I’ve got a long ‘summer’ holiday stretching before me so I thought I might write a blog, I’ve never done so before so if it’s a bit ropey at first I do apologise. Anyway, as I tell the kidz we all make mistakes and learning something new takes time. Unless I’m in a bad mood then I just chase them round the room with a staple gun and meter ruler. Life’s tough, they have to learn. The regularity of my posts may be erratic, maybe more than one a day, especially if I spiral into a twilight world of boredom and alcohol, which is likely. None a day if I’ve overdone it and feel like a tramp after a night on the Special.
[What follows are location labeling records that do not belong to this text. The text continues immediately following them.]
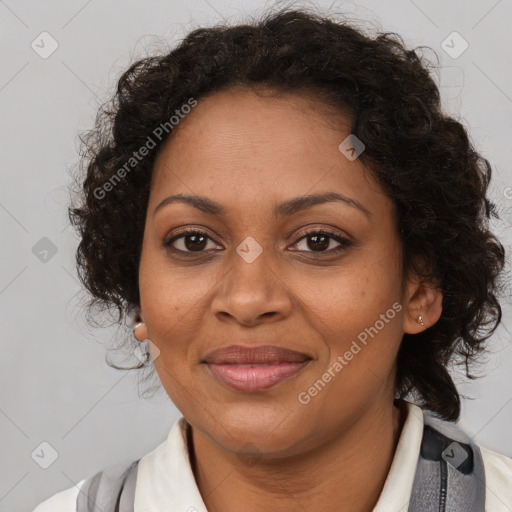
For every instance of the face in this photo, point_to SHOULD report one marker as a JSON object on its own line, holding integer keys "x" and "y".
{"x": 318, "y": 279}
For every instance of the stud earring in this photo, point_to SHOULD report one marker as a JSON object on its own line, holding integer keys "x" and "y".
{"x": 136, "y": 327}
{"x": 143, "y": 357}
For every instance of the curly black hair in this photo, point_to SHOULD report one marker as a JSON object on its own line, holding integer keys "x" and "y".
{"x": 422, "y": 157}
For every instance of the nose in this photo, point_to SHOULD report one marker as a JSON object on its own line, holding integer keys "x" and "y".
{"x": 252, "y": 293}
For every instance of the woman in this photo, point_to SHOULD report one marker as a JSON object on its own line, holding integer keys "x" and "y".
{"x": 301, "y": 233}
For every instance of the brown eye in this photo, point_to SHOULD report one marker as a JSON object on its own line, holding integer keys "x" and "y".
{"x": 189, "y": 241}
{"x": 320, "y": 241}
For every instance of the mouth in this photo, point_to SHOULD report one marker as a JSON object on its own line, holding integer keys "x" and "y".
{"x": 255, "y": 369}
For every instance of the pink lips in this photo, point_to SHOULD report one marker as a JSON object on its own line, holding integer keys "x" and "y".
{"x": 255, "y": 369}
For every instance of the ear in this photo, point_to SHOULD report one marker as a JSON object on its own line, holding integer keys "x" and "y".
{"x": 423, "y": 297}
{"x": 141, "y": 332}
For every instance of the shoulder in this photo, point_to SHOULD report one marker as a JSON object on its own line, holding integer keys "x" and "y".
{"x": 63, "y": 501}
{"x": 498, "y": 480}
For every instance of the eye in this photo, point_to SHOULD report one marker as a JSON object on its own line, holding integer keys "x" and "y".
{"x": 320, "y": 241}
{"x": 193, "y": 240}
{"x": 190, "y": 241}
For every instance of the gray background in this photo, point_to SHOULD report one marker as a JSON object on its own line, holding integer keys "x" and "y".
{"x": 56, "y": 386}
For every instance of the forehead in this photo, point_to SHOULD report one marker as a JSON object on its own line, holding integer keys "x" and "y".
{"x": 258, "y": 145}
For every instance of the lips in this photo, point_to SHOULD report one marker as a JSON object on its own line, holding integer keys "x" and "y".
{"x": 264, "y": 354}
{"x": 254, "y": 369}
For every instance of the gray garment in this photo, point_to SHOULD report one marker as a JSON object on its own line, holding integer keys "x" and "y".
{"x": 449, "y": 476}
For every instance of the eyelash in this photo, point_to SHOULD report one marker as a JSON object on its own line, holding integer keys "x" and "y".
{"x": 344, "y": 242}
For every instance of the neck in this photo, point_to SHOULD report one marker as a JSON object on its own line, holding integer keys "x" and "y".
{"x": 349, "y": 469}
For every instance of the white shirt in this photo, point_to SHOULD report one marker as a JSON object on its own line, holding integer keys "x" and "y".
{"x": 165, "y": 481}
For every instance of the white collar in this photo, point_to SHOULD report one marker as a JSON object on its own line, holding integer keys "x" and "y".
{"x": 165, "y": 480}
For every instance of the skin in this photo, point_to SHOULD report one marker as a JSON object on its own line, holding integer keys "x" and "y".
{"x": 267, "y": 451}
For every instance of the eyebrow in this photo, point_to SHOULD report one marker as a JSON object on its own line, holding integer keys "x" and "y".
{"x": 286, "y": 208}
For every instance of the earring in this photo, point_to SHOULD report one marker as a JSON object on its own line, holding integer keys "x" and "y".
{"x": 136, "y": 327}
{"x": 143, "y": 357}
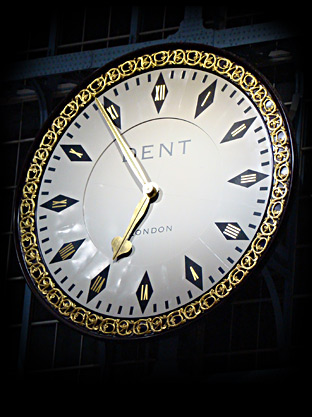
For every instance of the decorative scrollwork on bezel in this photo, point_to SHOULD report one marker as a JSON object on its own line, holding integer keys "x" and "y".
{"x": 281, "y": 144}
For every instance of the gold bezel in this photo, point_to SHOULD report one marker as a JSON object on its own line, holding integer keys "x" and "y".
{"x": 281, "y": 144}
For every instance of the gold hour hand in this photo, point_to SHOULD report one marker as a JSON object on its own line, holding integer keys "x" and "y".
{"x": 122, "y": 245}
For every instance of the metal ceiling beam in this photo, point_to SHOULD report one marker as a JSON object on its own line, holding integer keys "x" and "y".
{"x": 191, "y": 30}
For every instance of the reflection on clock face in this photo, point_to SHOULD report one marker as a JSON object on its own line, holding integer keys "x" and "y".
{"x": 204, "y": 143}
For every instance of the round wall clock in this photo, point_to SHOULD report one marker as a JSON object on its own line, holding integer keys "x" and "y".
{"x": 153, "y": 190}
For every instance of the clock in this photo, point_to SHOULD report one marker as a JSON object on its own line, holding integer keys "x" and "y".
{"x": 153, "y": 191}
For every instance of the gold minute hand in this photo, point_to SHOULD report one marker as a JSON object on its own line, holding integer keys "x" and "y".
{"x": 126, "y": 151}
{"x": 122, "y": 245}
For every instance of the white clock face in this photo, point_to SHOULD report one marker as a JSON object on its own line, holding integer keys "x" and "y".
{"x": 204, "y": 143}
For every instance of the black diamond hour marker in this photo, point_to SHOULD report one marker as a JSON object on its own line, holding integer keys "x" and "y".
{"x": 67, "y": 251}
{"x": 114, "y": 111}
{"x": 248, "y": 178}
{"x": 98, "y": 283}
{"x": 205, "y": 99}
{"x": 238, "y": 130}
{"x": 159, "y": 92}
{"x": 59, "y": 203}
{"x": 232, "y": 231}
{"x": 76, "y": 153}
{"x": 144, "y": 292}
{"x": 193, "y": 273}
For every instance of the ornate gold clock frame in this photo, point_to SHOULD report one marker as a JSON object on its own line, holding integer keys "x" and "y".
{"x": 214, "y": 61}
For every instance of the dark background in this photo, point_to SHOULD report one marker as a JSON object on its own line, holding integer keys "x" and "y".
{"x": 262, "y": 332}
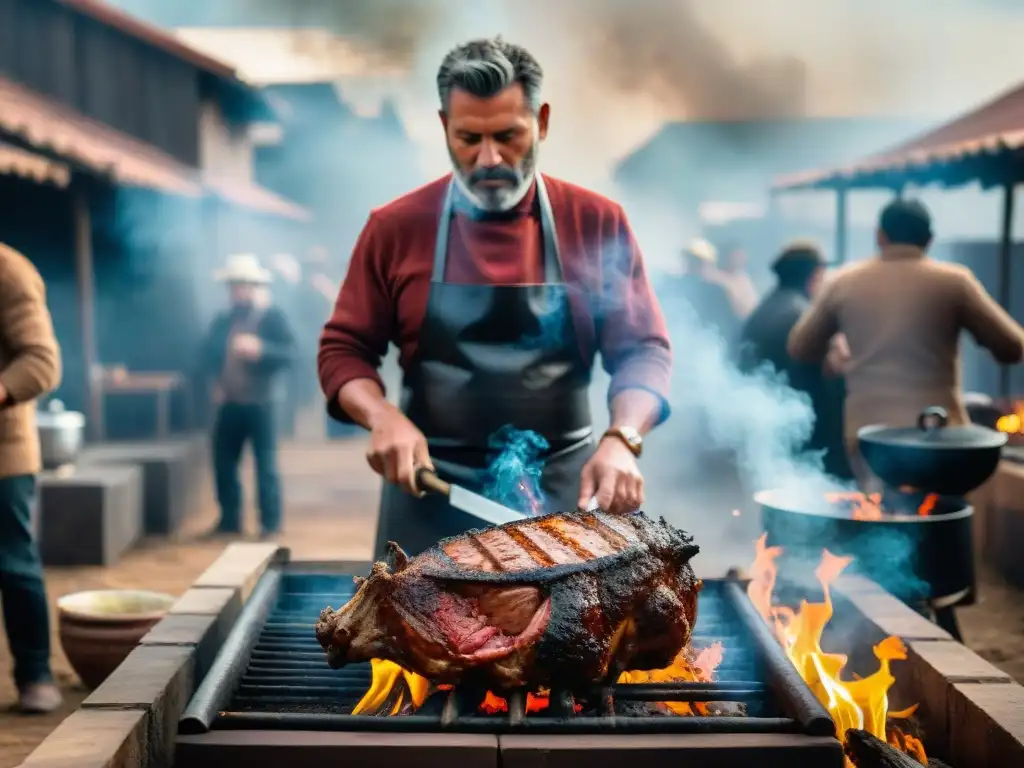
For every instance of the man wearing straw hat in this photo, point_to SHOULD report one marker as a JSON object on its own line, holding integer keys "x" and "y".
{"x": 247, "y": 346}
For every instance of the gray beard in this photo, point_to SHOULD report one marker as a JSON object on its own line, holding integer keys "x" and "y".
{"x": 495, "y": 200}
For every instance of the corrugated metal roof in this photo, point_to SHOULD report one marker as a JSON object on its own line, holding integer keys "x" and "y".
{"x": 995, "y": 127}
{"x": 47, "y": 125}
{"x": 17, "y": 162}
{"x": 105, "y": 152}
{"x": 152, "y": 35}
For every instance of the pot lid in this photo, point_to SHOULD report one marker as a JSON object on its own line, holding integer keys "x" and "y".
{"x": 933, "y": 431}
{"x": 55, "y": 416}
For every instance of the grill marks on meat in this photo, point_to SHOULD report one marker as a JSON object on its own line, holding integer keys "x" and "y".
{"x": 539, "y": 543}
{"x": 563, "y": 600}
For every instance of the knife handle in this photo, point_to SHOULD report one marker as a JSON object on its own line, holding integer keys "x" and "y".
{"x": 429, "y": 482}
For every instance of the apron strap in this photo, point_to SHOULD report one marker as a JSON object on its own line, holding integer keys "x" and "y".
{"x": 552, "y": 253}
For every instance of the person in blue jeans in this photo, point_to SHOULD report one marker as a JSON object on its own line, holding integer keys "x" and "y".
{"x": 247, "y": 347}
{"x": 30, "y": 367}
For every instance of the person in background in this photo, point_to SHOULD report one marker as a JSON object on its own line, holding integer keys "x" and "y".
{"x": 800, "y": 270}
{"x": 732, "y": 275}
{"x": 30, "y": 367}
{"x": 901, "y": 314}
{"x": 500, "y": 285}
{"x": 246, "y": 348}
{"x": 698, "y": 292}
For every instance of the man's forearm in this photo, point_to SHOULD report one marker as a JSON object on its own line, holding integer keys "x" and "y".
{"x": 364, "y": 400}
{"x": 636, "y": 408}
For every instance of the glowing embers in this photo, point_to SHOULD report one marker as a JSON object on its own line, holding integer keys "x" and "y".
{"x": 862, "y": 702}
{"x": 397, "y": 691}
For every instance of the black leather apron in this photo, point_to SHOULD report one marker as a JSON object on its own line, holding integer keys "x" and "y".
{"x": 491, "y": 356}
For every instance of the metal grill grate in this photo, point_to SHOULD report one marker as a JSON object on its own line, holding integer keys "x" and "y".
{"x": 287, "y": 672}
{"x": 272, "y": 675}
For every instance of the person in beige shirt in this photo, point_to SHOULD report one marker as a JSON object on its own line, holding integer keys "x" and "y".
{"x": 30, "y": 367}
{"x": 901, "y": 314}
{"x": 732, "y": 275}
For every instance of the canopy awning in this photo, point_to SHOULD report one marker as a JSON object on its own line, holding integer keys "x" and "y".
{"x": 17, "y": 162}
{"x": 953, "y": 154}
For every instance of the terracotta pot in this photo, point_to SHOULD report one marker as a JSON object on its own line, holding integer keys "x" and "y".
{"x": 99, "y": 629}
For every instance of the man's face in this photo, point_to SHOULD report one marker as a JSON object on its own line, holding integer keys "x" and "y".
{"x": 493, "y": 143}
{"x": 243, "y": 294}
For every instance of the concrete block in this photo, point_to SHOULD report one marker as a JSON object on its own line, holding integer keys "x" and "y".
{"x": 89, "y": 515}
{"x": 166, "y": 477}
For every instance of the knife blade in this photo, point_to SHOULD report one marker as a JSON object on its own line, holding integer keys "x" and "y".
{"x": 472, "y": 504}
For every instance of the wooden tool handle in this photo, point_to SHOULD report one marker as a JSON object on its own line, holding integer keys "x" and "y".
{"x": 429, "y": 482}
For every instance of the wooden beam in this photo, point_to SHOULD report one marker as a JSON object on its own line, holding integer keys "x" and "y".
{"x": 1006, "y": 267}
{"x": 841, "y": 224}
{"x": 87, "y": 306}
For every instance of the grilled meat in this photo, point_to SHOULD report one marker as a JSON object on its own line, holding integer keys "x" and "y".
{"x": 564, "y": 600}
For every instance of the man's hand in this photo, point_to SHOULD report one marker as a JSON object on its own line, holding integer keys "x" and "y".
{"x": 838, "y": 359}
{"x": 397, "y": 449}
{"x": 247, "y": 346}
{"x": 613, "y": 476}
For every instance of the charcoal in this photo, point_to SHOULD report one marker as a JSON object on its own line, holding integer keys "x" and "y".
{"x": 866, "y": 751}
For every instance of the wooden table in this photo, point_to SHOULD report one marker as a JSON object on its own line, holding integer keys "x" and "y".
{"x": 161, "y": 385}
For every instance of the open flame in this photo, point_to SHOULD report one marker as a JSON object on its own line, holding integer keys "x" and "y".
{"x": 861, "y": 704}
{"x": 868, "y": 506}
{"x": 1013, "y": 423}
{"x": 394, "y": 690}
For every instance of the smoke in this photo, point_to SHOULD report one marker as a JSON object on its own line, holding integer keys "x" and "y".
{"x": 658, "y": 49}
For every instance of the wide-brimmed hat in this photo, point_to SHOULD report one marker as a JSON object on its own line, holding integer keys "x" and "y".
{"x": 701, "y": 249}
{"x": 244, "y": 268}
{"x": 800, "y": 254}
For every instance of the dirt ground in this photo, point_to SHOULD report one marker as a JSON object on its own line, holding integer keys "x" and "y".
{"x": 331, "y": 499}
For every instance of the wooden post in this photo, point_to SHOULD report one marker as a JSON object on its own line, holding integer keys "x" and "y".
{"x": 87, "y": 307}
{"x": 841, "y": 224}
{"x": 1006, "y": 263}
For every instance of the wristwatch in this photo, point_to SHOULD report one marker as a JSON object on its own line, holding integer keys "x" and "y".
{"x": 630, "y": 436}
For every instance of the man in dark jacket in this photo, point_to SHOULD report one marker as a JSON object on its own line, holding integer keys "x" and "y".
{"x": 800, "y": 270}
{"x": 246, "y": 347}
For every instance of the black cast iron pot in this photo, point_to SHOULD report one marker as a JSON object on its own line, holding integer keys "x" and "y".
{"x": 916, "y": 558}
{"x": 933, "y": 456}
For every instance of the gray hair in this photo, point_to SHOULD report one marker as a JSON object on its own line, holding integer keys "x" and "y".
{"x": 483, "y": 68}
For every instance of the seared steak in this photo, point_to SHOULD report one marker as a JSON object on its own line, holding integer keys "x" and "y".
{"x": 564, "y": 600}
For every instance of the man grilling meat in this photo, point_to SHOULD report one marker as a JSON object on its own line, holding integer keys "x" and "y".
{"x": 800, "y": 270}
{"x": 901, "y": 313}
{"x": 499, "y": 285}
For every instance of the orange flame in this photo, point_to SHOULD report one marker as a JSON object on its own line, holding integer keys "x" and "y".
{"x": 859, "y": 704}
{"x": 868, "y": 506}
{"x": 393, "y": 689}
{"x": 1013, "y": 423}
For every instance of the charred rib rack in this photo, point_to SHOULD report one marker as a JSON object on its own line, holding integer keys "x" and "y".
{"x": 270, "y": 678}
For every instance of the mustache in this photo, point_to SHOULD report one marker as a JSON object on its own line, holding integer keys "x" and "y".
{"x": 498, "y": 173}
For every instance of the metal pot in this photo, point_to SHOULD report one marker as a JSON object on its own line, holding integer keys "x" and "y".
{"x": 914, "y": 557}
{"x": 932, "y": 457}
{"x": 61, "y": 434}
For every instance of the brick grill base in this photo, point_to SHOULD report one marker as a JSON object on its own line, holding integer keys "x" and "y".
{"x": 973, "y": 714}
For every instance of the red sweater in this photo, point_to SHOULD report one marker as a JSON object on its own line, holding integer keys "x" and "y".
{"x": 384, "y": 296}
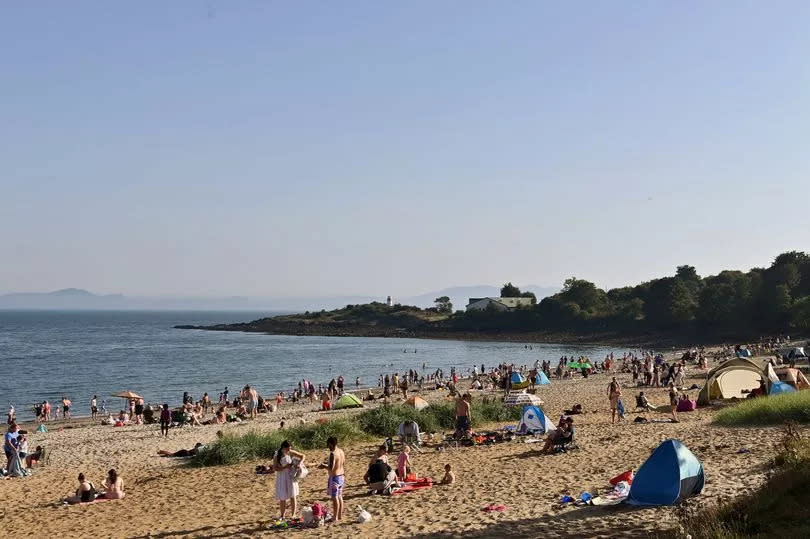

I teach Primary for the following reasons:
- Small children are very funny. At least on a par with dancing bears.
- I don’t really like teenagers in groups of more than one.
- I don’t want to teach only one subject.
- Let’s face it, the maths is easier to get my head around, I fucking hate maths.
- Secondary schools seem to be full of strange men with beards and bad ties. I fear them.
- Fights are a lot easier to break up.
I might not always write about teaching. Let’s face it, it’s not that exciting. However it is interesting coming to teaching from a mundane office job, everyone seems to have an opinion on what teachers should be teaching, how they should behave in their private lives and what they should or shouldn’t be paid. It’s like being a politician but without the backhanders and our sexual perversions are a bit lame by comparison. Having said that some of the old boys who taught me in the private sector were probably no strangers to buggery and skat-play.
Another thing about being a teacher is that Joe-public love pointing out any grammatical errors or spelling mistakes we make. Don’t bother. I’m a primary school teacher, not the head of English at Arsehole Comp. The worst for this are the kind of parents who can spot the slightest error in a note home but felt it necessary to put an apostrophe in their child’s name when they scrawled it in crayon on the birth register.
Anyway, that’s my introduction over, I will write more. Soon.